Vous voulez savoir ce que j'ai acheté ? Allons-y, faisons l'inventaire. De l'Armagnac 30 ans d'âge, du moins sur l'étiquette...Des saucissons catalans plutôt bien réussis...Le sécateur efficace pour le vététiste qui en a marre de se payer trois fois de suite la même branche de houx...Une pâte révolutionnaire pour briquer vos cuivres, votre salle de bains ou vos dents. Tout cela au prix fort, évidemment. On a beaucoup rigolé avec les vendeurs/vendeuses sur le mode "je te tiens, tu me tiens par la barbichette" et cela valait la plus-value de 300% de la Foire. On était tout de même bien content de sortir, vu le bruit...

Je pense aussi qu'on en a pour longtemps à subir la domination de la gauche. Le PS, c'est l'exact image de Big Brother. On fait tout ça pour votre bien, mon brave...
Le monde est devenu trop compliqué pour que les gens osent s'en mêler. Il faut laisser ceux qui savent s'en occuper et ceux qui savent, ce sont ceux qui causent dans le poste. Et ils sont tous de gauche ou alors manipulés par des gens de gauche qui s'arrangent pour stériliser leurs discours...

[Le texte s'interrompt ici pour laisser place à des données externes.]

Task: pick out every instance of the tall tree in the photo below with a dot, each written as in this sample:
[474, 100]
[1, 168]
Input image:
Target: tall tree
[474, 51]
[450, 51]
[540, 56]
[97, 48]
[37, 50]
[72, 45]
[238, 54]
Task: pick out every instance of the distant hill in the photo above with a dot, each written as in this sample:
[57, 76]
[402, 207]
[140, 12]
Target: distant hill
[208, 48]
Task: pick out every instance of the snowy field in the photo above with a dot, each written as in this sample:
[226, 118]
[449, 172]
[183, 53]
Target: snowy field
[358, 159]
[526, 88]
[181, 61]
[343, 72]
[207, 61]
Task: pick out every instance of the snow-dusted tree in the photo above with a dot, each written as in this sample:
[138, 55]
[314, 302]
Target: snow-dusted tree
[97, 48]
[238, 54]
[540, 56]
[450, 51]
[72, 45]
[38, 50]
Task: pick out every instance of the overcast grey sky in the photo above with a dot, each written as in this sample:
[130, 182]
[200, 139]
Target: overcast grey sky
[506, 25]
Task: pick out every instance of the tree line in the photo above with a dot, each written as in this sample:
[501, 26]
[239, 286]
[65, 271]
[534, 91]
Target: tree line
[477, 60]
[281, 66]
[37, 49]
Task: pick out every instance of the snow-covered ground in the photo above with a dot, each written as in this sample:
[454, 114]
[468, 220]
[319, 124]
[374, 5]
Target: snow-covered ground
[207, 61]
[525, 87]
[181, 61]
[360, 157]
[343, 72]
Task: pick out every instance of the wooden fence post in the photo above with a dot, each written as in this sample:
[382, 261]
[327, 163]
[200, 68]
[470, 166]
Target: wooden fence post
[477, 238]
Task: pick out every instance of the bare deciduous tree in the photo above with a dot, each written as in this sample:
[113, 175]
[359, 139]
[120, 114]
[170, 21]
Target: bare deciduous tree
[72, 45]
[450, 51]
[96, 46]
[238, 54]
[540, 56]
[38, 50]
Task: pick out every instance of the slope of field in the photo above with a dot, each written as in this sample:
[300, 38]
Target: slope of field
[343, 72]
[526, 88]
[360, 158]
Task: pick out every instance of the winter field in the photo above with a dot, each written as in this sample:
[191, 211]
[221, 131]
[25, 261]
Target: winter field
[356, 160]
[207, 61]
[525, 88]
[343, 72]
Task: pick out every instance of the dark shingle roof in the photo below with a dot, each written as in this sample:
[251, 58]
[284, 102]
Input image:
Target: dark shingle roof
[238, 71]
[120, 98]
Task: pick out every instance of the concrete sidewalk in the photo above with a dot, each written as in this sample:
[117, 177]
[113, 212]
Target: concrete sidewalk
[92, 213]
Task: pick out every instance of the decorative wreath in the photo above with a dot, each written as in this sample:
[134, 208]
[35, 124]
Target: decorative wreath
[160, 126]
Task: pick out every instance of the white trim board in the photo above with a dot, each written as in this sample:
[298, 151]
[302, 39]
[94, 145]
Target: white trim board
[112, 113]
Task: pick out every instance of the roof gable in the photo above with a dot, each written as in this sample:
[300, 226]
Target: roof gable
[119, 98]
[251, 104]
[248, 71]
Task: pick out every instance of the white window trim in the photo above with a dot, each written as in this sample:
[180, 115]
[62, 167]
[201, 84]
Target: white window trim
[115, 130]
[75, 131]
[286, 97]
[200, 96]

Écrit par : Géo | 05/10/2017

Ils risquent de faire fuir la minorité de contribuables taxables et encore solvables, et de priver le canton de sa substance fiscale. Un canton qui va attirer tous les miséreux du pays par sa prodigalité à leur égard. L'insécurité va se développer et, au plus fort de l'hiver, on verra des bandes de gueux parcourir les campagnes, détroussant les passants, incendiant les fermes isolées et disputant aux loups des carcasses décharnées. Monsieur Géo, je n'aimerais pas voir finir dans ce cauchemar apocalyptique, une existence aussi riche de sens que la vôtre. Avant même de toucher aux limites de la souffrance, sautez dans un avion tant qu'il y en a encore et venez à Shanghai. Vous n'aurez qu'à me demander, tout le monde me connaît...

Écrit par : rabbit | 06/10/2017

Oui mais, monsieur Rabbit, et si les Rouges revenaient en Chine ?

Écrit par : Géo | 06/10/2017

Le pire syndrome, c'est le gauchisme intellectuel: un état dégénératif des structures politiques, économiques et sociales qui se développe insidieusement. Les Chinois ont évité cette étape, en passant directement au communisme pur et dur: ce qui s'est terminé en catastrophe, comme partout ailleurs. Alors, comment revenir à un point d'équilibre en partant de zéro, avec une population XXL et 56 groupes ethniques, tout en évitant l'implosion ? Habitués comme ils l'ont été pendant 60 ans au double langage du matérialisme dialectique, ils n'ont eu aucun problème à inventer le “socialisme à la chinoise“, avec l'appui du libéralisme économique et du capitalisme financier. Compte tenu aussi de l'ancienneté de la culture chinoise, le PCC est autant redevable de sa doctrine à Confucius, qu'à Messieurs Marx et Engels.

Écrit par : rabbit | 06/10/2017

"le gauchisme intellectuel: un état dégénératif des structures politiques, économiques et sociales qui se développe insidieusement"
Oui mais ce n'est pas gratuit. Certains induisent et profitent de cette idéologie destinée à affaiblir l'Europe. Tiens, lisez le blog de PK sur le F-35, c'est instructif...

Écrit par : Géo | 06/10/2017

Remarquable ! Mais pour moi, ceci confirme l'euro-septicisme de la Belgique, du Royaume-Uni, des Pays-Bas et du Danemark. Pour les Italiens je ne me prononce pas, mais depuis la bataille de Monte Cassino, ils adorent le cinéma américain.